A bill seeking to create a 5-year pilot program for medical cannabis access in Ireland has been signed by Health Minister Simon Harris. This signing comes two years after Harris first announced the program’s establishment.
When signing, Harris made it clear that there are no plans for legalizing cannabis in Ireland. He said that the purpose of this program is to smoothen compassionate cannabis access for medical purposes where conventional treatment is not as effective. Only medical consultants will be in charge of prescribing cannabis-based treatments, and this will happen after consultation with patients under their care.
This bill allows the access of medical marijuana for only three qualifying conditions: vomiting associated with chemotherapy and intractable nausea, spasticity associated with multiple sclerosis, and severe or treatment-resistant epilepsy.

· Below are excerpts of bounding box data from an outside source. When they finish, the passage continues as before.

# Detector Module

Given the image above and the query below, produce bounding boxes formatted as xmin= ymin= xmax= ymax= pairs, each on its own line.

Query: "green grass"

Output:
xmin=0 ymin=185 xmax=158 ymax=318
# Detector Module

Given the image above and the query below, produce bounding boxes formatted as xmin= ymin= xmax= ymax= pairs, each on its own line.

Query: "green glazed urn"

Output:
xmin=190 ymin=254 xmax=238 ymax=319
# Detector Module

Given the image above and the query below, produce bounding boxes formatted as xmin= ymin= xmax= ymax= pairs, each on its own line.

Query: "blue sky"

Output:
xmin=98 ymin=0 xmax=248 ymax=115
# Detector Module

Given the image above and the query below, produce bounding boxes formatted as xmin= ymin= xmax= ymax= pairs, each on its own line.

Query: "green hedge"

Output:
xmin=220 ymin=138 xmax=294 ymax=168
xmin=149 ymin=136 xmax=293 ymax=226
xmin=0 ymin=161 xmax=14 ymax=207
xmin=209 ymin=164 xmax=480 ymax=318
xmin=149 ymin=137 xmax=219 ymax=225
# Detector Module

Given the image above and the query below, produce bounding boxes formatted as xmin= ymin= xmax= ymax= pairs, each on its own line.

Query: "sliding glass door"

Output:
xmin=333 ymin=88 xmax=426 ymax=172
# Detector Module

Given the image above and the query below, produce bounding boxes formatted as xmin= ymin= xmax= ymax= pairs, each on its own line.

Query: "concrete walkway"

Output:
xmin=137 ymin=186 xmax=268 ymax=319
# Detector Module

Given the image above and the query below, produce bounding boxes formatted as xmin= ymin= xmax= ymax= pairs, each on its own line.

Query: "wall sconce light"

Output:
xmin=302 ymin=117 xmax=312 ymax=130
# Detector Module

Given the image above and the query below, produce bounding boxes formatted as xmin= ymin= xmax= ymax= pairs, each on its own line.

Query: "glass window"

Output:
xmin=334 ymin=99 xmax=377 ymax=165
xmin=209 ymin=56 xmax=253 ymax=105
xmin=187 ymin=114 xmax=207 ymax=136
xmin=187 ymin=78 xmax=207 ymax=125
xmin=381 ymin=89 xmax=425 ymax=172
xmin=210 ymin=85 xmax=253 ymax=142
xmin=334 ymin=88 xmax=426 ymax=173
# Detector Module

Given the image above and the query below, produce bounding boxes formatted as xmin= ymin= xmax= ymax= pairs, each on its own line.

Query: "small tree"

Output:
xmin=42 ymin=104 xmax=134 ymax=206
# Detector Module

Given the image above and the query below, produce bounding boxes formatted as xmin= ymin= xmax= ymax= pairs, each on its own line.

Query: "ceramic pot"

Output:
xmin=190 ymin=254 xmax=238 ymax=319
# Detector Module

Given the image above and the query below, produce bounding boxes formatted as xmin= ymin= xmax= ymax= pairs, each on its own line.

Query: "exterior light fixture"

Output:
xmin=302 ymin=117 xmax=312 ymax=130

While patients will access medical marijuana in pharmacies, the measure doesn’t legalize the production of medical cannabis in Ireland. Products will instead be obtained elsewhere in Europe and imported by Ireland’s Health Product Regulatory Authority.
Harris indicated that he is open minded to allow the cultivation of medical marijuana in the country, and has a “gut feeling” that this should be allowed. Harris went on to say that if medical marijuana could be grown in Ireland, it most likely would be the Public Health Service’s responsibility.
Based on an Irish Port report, officials will review this program in 2024.